So why was that whole Starbucks red cup winter blend outrage thing considered a major news event in the first place?
Yes, you had a former evangelical pastor serving up a click-bait selfie video that let to YouTube after YouTube after YouTube and snarky story after story after story. I thought that this Washington Post something-or-another took the prize for capturing the tone of the media product being served up.
But about that wave of outrage. You know, folks who know something about evangelicalism and its leaders had to stop and ask: Precisely who is Joshua Feuerstein and how in the world did this unknown guy end up getting waves of media coverage?
As you would expect, the Starbucks wars were the topic of this week's "Crossroads" podcast, but host Todd Wilken and I did everything we could to try to find some actual news hooks linked to this fiasco. Click here to tune that in.
For starters, all of this was supposed to have something to do with (a) lots of Christians being upset (although there was next to zero evidence that this was true) and (b) the Christian season of Christmas, which begins on Dec. 25 and continues for the following 12 days.
Then there was this other Washington Post red-cup piece that -- along with the Stephen Colbert piece at the top of this post -- kind of pointed toward the topic that dominated the Crossroads taping. The basic question: Who has, in recent years, done the most to hurt the Christian season of Christmas, the world of generic-holiday language businesses and government leaders, or the thousands and thousands of church leaders who have made the strategic decision to celebrate Christmas by the liturgical calendar used at shopping malls?
In the Starbucks wars, this is symbolized by the fact that Starbucks, apparently, has never really had "Christmas" cups in the first place, if we are talking about Christmas. In that holiday spirit, consider this slice of that second Post piece I just referenced. It starts, of course, with the creation of the plain red cup:
For one media-savvy evangelist, this was somehow proof that the global coffee conglomerate must “hate Jesus.” A public Facebook post from Joshua Feuerstein denouncing the aesthetic shift was shared more than a half-million times and received a hearty amen from GOP firebrand Donald Trump, who called for a boycott.

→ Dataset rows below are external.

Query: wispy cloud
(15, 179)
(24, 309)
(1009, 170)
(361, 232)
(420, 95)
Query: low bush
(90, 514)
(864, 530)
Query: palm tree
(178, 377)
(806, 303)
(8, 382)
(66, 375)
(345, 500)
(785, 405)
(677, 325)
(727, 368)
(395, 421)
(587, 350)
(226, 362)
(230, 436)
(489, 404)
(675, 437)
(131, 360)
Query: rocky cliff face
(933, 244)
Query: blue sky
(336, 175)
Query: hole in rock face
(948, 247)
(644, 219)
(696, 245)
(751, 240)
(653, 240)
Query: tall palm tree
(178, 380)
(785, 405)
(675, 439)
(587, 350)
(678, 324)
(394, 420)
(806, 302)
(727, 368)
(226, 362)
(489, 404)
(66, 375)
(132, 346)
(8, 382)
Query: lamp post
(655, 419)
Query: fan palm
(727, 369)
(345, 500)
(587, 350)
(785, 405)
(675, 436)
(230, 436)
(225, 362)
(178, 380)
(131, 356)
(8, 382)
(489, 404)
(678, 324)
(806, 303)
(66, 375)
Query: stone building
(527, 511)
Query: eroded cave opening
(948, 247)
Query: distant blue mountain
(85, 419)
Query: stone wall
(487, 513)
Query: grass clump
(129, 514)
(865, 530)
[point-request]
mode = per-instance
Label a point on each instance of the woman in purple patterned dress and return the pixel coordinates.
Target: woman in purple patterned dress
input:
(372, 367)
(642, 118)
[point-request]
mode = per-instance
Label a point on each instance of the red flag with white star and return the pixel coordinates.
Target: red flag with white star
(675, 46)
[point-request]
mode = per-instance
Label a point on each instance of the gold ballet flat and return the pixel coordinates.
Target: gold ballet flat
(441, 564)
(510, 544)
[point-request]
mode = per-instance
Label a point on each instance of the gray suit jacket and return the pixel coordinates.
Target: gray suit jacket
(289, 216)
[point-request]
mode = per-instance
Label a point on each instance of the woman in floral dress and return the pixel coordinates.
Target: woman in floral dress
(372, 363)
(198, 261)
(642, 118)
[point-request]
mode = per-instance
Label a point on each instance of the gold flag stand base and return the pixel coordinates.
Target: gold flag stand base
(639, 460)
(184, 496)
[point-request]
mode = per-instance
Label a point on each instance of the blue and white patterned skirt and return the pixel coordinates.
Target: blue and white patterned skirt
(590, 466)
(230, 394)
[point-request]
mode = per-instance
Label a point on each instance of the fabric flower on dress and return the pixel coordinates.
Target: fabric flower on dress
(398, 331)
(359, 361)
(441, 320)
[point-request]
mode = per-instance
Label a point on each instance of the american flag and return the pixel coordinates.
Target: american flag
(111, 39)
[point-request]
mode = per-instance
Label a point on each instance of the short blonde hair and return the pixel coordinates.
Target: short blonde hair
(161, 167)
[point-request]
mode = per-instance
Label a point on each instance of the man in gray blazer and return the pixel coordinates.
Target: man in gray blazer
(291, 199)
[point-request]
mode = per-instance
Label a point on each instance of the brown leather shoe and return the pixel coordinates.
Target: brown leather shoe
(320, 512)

Over . . . snowflakes? In the long-standing tradition of seasonal outrage, there are the usual suspects — a nativity scene displayed outside a government building, a Christmas tree in a public courthouse, icons with clear ties to the religious holiday. Snowflakes, we thought, were the safest, most inclusive, anodyne holiday symbols of all. How could their absence be a rebuke to the Son of God?
In the interest of clarity, we called on Chad Pecknold, an associate professor of theology at Catholic University with expertise in religion and culture, to see which seasonal iconography has any actual religious significance. We present them on a scale of 0 to 10, with 0 as “totally secular” and 10 as “peak Christian.”
Good source. Good topic, actually. Check it out. And enjoy the podcast. And, for Christians among our readers, have a blessed Nativity Lent or, in a few days, Advent. The quiet, penitential season that leads up to Dec. 25 deserves respect.